Myofilament calcium sensitization delays decompensated hypertrophy differently between the sexes following myocardial infarction

Abstract

Contractile dysfunction is common to many forms of cardiovascular disease. Approaches directed at enhancing cardiac contractility at the level of the myofilaments during heart failure (HF) may provide a means to improve overall cardiovascular function. We are interested in gender-based differences in cardiac function and the effect of sarcomere activation agents that increase contractility. Thus, we studied the effect of gender and time on integrated arterial-ventricular function (A-V relationship) following myocardial infarction (MI). In addition, transgenic mice that overexpress the slow skeletal troponin I isoform were used to determine the impact of increased myofilament Ca(2+) sensitivity following MI. Based on pressure-volume (P-V) loop measurements, we used derived parameters of cardiovascular function to reveal the effects of sex, time, and increased myofilament Ca(2+) sensitivity among groups of post-MI mice. Analysis of the A-V relationship revealed that the initial increase was similar between the sexes, but the vascular unloading of the heart served to delay the decompensated stage in females. Conversely, the vascular response at 6 and 10 wk post-MI in males contributed to the continuous decline in cardiovascular function. Increasing the myofilament Ca(2+) sensitivity appeared to provide sufficient contractile support to improve contractile function in both male and female transgenic mice. However, the improved contractile function was more beneficial in males as the concurrent vascular response contributed to a delayed decompensated stage in female transgenic mice post-MI. This study represents a quantitative approach to integrating the vascular-ventricular relationship to provide meaningful and diagnostic value following MI. Consequently, the data provide a basis for understanding how the A-V relationship is coupled between males and females and the enhanced ability of the cardiovascular system to tolerate pathophysiological stresses associated with HF in females.

Fig. 1.

A: representative image of 1-mm sections cut from control (CTL) and infarcted hearts at 2 (2w MI) and 10 wk (10w MI) incubated with 1% triphenyltetrazolium chloride (scale bar: 3 mm).

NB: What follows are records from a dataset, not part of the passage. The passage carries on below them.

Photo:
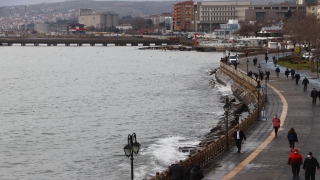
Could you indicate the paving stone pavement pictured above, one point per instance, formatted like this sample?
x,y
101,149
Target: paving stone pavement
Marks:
x,y
271,163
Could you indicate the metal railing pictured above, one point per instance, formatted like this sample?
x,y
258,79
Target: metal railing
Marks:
x,y
212,150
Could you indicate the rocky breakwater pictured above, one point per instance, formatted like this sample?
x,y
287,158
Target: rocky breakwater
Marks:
x,y
241,104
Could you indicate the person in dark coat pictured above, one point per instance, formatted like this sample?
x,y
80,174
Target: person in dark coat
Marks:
x,y
292,137
295,159
196,173
238,135
256,75
255,60
287,72
261,75
305,83
176,172
314,95
267,73
310,165
277,71
292,73
297,77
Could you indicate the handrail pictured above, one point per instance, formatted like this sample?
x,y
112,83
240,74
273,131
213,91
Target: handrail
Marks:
x,y
212,150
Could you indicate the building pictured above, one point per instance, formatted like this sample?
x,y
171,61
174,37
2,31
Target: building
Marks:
x,y
183,16
271,12
209,15
42,27
102,21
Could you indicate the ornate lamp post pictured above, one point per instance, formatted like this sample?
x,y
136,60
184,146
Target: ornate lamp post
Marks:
x,y
226,110
266,85
247,65
132,147
259,67
258,88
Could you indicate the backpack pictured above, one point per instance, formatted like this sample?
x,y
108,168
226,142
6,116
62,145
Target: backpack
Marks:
x,y
291,136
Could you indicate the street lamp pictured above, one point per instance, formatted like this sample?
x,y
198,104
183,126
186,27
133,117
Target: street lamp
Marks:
x,y
266,95
132,147
259,67
247,65
226,110
210,23
258,88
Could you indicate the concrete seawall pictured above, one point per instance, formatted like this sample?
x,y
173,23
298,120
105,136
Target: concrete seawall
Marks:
x,y
241,89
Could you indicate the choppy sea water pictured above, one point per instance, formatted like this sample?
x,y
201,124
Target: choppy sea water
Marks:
x,y
66,112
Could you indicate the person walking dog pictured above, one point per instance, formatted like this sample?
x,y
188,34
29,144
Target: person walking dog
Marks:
x,y
238,135
276,124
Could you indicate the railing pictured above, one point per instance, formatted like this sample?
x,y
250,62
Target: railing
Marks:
x,y
212,150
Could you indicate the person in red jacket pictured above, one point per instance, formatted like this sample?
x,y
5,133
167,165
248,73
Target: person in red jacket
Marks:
x,y
295,159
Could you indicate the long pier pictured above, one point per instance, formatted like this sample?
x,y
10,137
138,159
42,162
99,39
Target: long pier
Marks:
x,y
117,41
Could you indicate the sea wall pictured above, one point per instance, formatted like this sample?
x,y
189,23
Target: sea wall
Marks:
x,y
244,89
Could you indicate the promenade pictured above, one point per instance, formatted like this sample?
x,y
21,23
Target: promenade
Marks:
x,y
264,156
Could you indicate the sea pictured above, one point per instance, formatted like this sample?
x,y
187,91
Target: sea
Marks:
x,y
66,112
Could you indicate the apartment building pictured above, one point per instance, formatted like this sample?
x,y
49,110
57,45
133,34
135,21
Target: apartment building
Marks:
x,y
101,20
209,15
183,16
271,12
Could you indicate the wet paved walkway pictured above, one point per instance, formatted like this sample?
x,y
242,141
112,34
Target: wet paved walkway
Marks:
x,y
300,114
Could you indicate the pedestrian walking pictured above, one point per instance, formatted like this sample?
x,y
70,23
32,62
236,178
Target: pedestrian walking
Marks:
x,y
256,75
268,74
305,83
276,124
310,165
292,137
297,77
295,160
176,172
196,173
293,72
238,135
278,71
287,72
255,60
314,95
261,74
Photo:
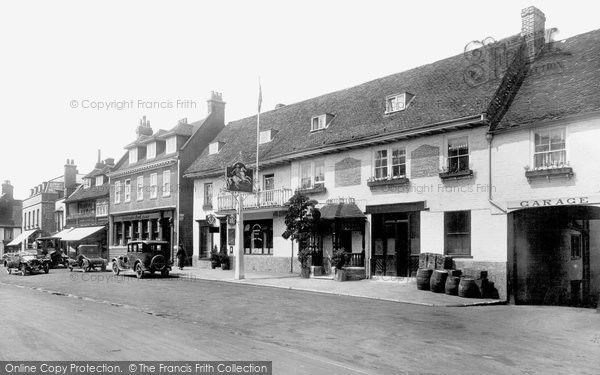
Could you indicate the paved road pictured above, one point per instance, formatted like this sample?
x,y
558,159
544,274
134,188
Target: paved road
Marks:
x,y
98,316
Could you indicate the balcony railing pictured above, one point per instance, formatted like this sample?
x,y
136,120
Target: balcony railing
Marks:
x,y
264,199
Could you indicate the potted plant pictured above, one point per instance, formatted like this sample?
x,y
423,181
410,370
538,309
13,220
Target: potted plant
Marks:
x,y
224,261
215,258
301,222
338,260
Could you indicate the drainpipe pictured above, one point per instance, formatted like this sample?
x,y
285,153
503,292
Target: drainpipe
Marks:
x,y
490,137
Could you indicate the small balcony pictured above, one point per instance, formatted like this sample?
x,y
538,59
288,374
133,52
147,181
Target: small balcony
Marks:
x,y
315,189
264,199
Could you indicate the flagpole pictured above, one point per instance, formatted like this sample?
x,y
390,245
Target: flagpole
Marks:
x,y
258,138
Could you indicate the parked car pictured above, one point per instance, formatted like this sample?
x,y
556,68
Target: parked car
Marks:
x,y
88,258
27,262
57,257
5,258
144,256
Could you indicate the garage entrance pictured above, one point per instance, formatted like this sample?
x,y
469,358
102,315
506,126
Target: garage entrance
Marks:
x,y
554,255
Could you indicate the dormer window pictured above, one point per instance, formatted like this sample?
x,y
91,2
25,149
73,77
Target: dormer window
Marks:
x,y
171,145
318,123
397,102
133,156
215,147
151,150
266,136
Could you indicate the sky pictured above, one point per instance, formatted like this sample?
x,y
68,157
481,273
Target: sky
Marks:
x,y
76,76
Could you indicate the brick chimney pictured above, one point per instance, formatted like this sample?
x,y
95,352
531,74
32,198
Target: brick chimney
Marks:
x,y
7,189
70,177
144,128
216,105
532,30
99,163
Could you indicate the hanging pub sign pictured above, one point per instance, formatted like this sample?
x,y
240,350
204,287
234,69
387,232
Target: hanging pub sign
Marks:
x,y
239,178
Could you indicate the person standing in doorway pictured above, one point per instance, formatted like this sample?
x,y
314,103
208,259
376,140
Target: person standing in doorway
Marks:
x,y
181,255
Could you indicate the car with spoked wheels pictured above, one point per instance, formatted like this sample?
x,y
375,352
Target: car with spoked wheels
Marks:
x,y
144,256
88,258
27,262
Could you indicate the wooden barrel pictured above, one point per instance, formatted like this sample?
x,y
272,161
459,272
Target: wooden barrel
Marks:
x,y
423,275
468,288
438,281
451,286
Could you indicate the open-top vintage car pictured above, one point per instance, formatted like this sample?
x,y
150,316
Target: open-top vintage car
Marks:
x,y
144,256
88,258
26,262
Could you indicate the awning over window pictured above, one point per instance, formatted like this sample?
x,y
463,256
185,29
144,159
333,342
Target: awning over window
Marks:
x,y
57,234
341,211
22,237
78,234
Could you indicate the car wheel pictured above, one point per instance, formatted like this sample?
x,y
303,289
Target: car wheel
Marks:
x,y
139,272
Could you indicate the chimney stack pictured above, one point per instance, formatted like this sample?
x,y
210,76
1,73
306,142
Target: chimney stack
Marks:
x,y
110,162
144,128
70,177
7,189
533,31
216,105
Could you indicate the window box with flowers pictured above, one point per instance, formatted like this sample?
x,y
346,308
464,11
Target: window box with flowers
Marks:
x,y
387,181
557,170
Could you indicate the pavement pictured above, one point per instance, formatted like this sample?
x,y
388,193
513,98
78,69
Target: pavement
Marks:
x,y
392,289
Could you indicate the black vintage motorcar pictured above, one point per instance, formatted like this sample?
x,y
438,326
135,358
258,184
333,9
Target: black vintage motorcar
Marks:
x,y
144,256
88,258
27,262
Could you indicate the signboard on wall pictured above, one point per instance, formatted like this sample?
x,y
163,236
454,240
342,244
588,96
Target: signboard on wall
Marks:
x,y
553,202
239,178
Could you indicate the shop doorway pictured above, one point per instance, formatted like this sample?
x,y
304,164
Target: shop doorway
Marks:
x,y
391,245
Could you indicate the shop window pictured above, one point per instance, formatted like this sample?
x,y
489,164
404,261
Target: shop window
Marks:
x,y
458,154
549,148
312,174
457,231
117,192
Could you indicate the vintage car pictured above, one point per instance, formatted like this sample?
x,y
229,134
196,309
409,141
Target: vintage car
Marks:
x,y
144,256
6,256
27,262
88,258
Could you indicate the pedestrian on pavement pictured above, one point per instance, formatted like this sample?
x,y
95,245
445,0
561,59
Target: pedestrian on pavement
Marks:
x,y
181,255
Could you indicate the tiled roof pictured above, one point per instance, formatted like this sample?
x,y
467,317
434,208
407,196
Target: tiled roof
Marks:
x,y
99,171
441,94
123,163
83,193
564,81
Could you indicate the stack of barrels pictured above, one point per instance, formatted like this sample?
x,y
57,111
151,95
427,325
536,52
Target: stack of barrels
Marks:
x,y
435,274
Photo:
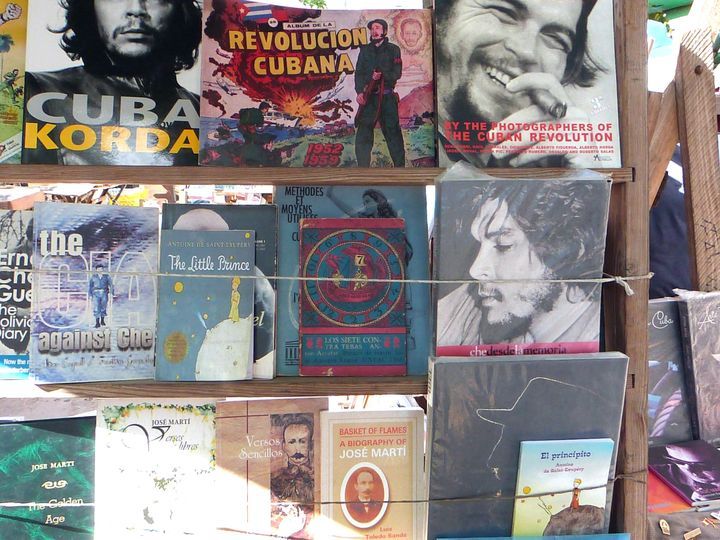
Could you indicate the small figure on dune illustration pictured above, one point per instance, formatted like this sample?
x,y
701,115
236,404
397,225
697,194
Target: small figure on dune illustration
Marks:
x,y
226,352
576,518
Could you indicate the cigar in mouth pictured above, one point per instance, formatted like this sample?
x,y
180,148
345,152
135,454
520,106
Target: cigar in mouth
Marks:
x,y
548,103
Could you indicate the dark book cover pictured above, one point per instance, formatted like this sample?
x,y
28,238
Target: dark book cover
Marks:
x,y
406,202
481,409
295,87
47,467
264,220
15,292
205,306
508,253
352,300
112,86
269,458
691,469
668,410
527,84
95,292
700,325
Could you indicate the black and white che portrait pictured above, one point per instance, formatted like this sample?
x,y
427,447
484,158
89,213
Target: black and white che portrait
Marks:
x,y
514,242
527,83
112,82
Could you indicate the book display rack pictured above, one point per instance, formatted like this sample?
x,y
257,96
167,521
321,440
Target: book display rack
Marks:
x,y
627,256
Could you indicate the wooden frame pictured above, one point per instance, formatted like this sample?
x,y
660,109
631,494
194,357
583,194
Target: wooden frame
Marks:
x,y
627,255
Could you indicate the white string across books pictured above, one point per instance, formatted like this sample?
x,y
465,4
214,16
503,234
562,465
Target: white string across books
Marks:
x,y
623,281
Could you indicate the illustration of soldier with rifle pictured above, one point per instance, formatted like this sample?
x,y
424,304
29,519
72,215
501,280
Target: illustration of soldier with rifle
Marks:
x,y
379,66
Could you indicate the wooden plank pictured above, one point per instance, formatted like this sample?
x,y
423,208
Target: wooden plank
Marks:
x,y
627,255
252,176
662,134
279,387
701,170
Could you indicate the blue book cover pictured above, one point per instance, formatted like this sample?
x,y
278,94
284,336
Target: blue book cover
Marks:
x,y
15,292
562,487
407,202
263,219
205,325
94,292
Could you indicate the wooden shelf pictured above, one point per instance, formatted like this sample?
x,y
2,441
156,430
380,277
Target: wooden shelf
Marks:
x,y
254,176
279,387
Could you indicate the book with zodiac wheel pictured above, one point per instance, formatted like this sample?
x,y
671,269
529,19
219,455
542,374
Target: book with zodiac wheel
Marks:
x,y
352,301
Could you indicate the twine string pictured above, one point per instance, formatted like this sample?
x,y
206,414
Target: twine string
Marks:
x,y
622,281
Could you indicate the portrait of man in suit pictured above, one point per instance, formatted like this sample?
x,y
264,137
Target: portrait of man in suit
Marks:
x,y
365,498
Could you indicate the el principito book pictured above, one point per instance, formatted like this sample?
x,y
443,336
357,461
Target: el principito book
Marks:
x,y
268,457
263,219
15,292
562,487
205,323
352,300
308,66
372,472
94,292
407,202
50,466
481,409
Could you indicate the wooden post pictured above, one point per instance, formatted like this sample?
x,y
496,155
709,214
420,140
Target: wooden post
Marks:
x,y
701,170
627,255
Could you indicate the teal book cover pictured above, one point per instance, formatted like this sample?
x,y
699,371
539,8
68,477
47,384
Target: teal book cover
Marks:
x,y
205,322
15,292
562,487
46,470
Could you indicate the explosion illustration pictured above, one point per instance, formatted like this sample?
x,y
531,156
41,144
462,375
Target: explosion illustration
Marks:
x,y
291,80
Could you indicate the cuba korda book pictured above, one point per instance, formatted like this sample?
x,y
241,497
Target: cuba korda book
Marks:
x,y
372,473
111,87
15,292
94,293
502,103
154,462
263,219
700,321
668,408
406,202
48,467
481,409
269,456
294,87
352,300
691,469
516,260
205,324
12,70
562,487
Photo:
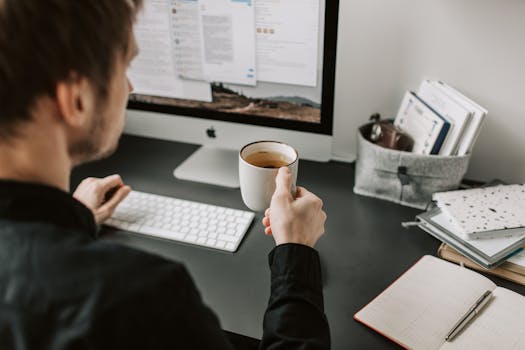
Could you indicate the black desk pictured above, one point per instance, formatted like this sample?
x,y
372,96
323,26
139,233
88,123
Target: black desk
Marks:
x,y
363,251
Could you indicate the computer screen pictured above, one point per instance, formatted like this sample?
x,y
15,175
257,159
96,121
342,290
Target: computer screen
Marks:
x,y
257,63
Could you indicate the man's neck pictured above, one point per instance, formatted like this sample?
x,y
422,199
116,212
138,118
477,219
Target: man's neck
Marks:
x,y
38,155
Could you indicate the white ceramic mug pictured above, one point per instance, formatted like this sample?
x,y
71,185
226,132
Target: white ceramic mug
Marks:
x,y
258,179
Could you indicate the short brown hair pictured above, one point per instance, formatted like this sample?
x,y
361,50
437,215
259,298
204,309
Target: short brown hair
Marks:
x,y
43,42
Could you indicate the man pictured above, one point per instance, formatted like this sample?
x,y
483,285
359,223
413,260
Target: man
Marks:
x,y
63,93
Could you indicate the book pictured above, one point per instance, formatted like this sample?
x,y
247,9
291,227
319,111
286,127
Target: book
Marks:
x,y
451,110
488,252
423,305
479,210
512,269
473,129
427,128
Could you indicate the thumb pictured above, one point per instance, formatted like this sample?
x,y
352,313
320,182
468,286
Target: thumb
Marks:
x,y
283,181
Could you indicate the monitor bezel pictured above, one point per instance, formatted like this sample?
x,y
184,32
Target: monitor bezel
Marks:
x,y
327,101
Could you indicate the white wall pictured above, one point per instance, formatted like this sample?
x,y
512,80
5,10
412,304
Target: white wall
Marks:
x,y
477,46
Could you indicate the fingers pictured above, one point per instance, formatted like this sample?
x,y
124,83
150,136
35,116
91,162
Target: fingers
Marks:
x,y
107,209
283,182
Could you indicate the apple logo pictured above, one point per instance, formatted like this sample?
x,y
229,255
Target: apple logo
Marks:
x,y
211,133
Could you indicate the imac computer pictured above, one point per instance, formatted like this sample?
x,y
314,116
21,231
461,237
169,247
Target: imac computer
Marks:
x,y
224,73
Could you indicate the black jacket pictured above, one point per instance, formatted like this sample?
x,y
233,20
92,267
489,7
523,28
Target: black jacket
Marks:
x,y
60,288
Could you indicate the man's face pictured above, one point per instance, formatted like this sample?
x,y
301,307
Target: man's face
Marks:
x,y
107,123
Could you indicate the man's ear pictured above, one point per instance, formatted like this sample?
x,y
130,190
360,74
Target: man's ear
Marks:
x,y
75,100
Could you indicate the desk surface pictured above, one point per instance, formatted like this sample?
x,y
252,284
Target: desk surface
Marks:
x,y
363,251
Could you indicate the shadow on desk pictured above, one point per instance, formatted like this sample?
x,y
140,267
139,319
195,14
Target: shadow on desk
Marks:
x,y
241,342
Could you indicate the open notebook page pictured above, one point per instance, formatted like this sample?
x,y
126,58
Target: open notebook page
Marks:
x,y
420,308
500,325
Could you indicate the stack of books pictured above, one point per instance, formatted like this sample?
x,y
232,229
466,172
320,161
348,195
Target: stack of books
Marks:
x,y
485,225
440,119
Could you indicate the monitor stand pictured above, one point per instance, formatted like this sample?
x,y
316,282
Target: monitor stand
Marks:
x,y
211,165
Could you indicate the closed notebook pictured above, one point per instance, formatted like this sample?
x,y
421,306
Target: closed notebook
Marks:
x,y
488,252
512,270
427,128
421,307
451,110
473,129
484,209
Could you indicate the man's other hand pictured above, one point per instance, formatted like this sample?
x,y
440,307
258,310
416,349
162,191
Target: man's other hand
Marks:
x,y
288,220
102,195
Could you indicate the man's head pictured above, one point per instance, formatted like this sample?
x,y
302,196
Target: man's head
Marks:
x,y
72,54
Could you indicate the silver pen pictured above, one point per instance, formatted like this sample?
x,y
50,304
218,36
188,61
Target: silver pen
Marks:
x,y
473,311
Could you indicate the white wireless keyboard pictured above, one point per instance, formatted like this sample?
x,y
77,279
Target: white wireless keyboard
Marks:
x,y
180,220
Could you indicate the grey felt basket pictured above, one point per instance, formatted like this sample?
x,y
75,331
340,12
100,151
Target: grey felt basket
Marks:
x,y
402,177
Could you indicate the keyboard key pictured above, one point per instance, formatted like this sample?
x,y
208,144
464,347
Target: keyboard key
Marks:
x,y
184,221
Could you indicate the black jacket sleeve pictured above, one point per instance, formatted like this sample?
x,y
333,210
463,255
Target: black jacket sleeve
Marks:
x,y
295,316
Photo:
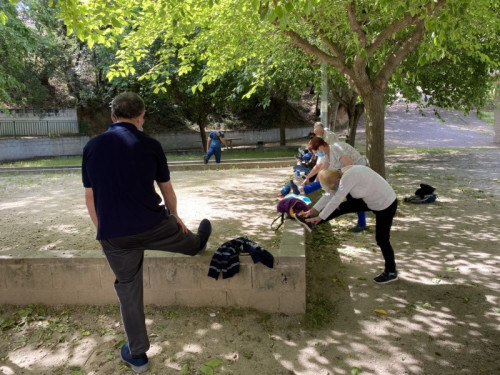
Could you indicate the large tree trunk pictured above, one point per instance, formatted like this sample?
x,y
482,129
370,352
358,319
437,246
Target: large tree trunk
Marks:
x,y
353,123
375,109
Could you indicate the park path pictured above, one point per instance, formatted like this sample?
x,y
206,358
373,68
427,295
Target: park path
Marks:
x,y
477,157
422,128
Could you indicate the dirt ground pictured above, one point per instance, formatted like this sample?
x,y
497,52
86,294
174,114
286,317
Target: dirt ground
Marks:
x,y
441,317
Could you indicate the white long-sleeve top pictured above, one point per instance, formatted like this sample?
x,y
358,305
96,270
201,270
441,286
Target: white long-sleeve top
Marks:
x,y
363,183
337,151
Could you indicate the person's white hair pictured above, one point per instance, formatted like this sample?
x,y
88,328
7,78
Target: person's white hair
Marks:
x,y
318,124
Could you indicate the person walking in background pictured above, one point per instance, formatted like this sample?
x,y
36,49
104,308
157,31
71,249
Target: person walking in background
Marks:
x,y
365,190
119,171
214,144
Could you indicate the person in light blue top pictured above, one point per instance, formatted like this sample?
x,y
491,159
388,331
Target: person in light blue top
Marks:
x,y
214,144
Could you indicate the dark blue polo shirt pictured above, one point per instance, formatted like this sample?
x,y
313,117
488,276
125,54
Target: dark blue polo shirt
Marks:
x,y
121,166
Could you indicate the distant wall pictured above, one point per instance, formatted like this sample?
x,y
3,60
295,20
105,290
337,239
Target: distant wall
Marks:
x,y
36,147
47,122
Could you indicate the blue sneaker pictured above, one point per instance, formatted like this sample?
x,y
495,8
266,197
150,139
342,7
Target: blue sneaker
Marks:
x,y
204,231
386,277
138,365
358,228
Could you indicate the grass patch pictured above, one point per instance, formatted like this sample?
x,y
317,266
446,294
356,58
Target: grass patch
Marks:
x,y
487,116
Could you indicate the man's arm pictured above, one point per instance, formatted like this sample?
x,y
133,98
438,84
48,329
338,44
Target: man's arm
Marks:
x,y
89,202
170,199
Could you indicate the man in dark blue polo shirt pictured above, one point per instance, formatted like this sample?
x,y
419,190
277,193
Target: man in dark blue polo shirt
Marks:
x,y
119,170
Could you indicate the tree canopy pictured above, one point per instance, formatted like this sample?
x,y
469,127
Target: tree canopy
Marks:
x,y
366,41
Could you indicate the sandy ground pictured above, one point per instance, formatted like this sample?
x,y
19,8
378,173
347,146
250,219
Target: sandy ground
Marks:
x,y
441,317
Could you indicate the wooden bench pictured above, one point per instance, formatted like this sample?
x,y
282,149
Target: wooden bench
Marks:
x,y
229,142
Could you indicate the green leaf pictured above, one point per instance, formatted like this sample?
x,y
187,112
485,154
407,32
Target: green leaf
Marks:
x,y
6,323
207,370
185,370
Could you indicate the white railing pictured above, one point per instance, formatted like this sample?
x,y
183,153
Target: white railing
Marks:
x,y
23,128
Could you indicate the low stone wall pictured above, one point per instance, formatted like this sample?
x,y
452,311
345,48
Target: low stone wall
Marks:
x,y
36,147
168,280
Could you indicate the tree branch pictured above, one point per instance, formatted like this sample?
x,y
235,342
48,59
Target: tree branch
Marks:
x,y
393,60
314,50
355,25
400,24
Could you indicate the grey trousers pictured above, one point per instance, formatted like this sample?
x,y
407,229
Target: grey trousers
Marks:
x,y
125,256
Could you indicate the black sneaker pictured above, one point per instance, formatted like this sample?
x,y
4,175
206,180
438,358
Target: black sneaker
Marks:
x,y
139,364
386,277
204,231
294,187
301,219
358,228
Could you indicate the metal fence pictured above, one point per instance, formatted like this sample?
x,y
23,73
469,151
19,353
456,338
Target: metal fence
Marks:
x,y
21,128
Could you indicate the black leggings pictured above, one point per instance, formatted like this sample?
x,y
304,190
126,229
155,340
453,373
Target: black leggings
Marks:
x,y
383,224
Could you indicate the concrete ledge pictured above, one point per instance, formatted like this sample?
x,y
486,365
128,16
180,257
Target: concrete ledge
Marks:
x,y
168,280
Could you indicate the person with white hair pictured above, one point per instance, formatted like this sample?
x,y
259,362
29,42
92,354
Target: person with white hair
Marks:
x,y
334,156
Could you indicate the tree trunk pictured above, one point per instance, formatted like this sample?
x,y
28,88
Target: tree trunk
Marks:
x,y
283,122
496,117
375,109
353,123
203,134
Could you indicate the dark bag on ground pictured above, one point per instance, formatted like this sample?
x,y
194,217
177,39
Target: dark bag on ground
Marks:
x,y
289,207
424,194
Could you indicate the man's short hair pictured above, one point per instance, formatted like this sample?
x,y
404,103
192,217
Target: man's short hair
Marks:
x,y
127,105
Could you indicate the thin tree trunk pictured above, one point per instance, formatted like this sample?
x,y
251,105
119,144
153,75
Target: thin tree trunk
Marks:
x,y
374,109
283,122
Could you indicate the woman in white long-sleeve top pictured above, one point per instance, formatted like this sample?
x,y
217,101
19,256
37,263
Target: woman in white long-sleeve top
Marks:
x,y
365,190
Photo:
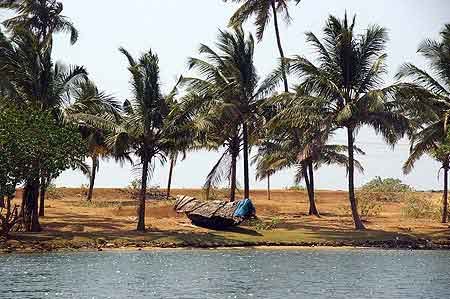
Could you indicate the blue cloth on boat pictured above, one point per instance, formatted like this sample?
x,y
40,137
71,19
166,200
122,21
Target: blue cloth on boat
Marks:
x,y
244,208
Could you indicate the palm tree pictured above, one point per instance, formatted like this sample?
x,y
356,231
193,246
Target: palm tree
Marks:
x,y
146,128
288,145
228,79
41,17
344,89
264,10
427,98
89,101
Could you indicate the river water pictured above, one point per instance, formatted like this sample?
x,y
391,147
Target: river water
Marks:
x,y
308,273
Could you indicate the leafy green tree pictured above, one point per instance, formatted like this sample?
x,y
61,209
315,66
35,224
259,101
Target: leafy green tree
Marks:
x,y
264,10
291,145
26,135
34,80
427,99
149,125
344,89
88,102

B: heart weight-to-body weight ratio in female and male mice at different times postmyocardial infarction (post-MI). C: heart weight-to-body weight (Hw/Bw) ratio in female and male nontransgenic (NTG) and slow skeletal troponin I (ssTnI) transgenic (TG) mice, 2 and 10 wk post-MI. *P < 0.05 compared with control and ^bP < 0.05 ssTnl TG-related effect.

Fig. 2.

Sex-related differences in cardiovascular function in young adult mice following MI [A: cardiac index (CI); B: preload recruitable stroke work; C: systolic arterial-ventricular (A-V) coupling; D: cardiac contractile efficiency (CCE)]. The cardiovascular changes in post-MI mice were compared with their respective controls and expressed as %. *P < 0.05 and ^#P < 0.01. ^aP < 0.05 denotes sex-related effect. Dashed line represents mean response in 2-wk post-MI females.

Fig. 3.

Sex-related deterioration in cardiovascular function in 2- and 10-wk post-MI mice represented by a plot of the A-V relationship vs. CCE. Data are % of control.

Fig. 4.

Effect of increased myofilament calcium sensitivity on cardiovascular function in mature ssTnI TG and NTG mice post-MI (A: CI; B: preload recruitable stroke work; C: systolic A-V relationship; D: CCE). Cardiovascular changes in post-MI mice were compared with their respective controls and expressed as %. *P < 0.05 and #P < 0.01. ^aP < 0.05 denotes sex-related effect, and ^bP < 0.05 denotes ssTnI-related effect. Dashed line represents mean response in NTG females 2 wk post-MI.

Fig. 5.

Improvements in cardiovascular function in 2- and 10-wk post-MI ssTnI TG mice compared with NTG mice represented by plotting the A-V relationship vs. CCE (A: female TG and NTG mice; B: male TG and NTG mice). Data are % of control.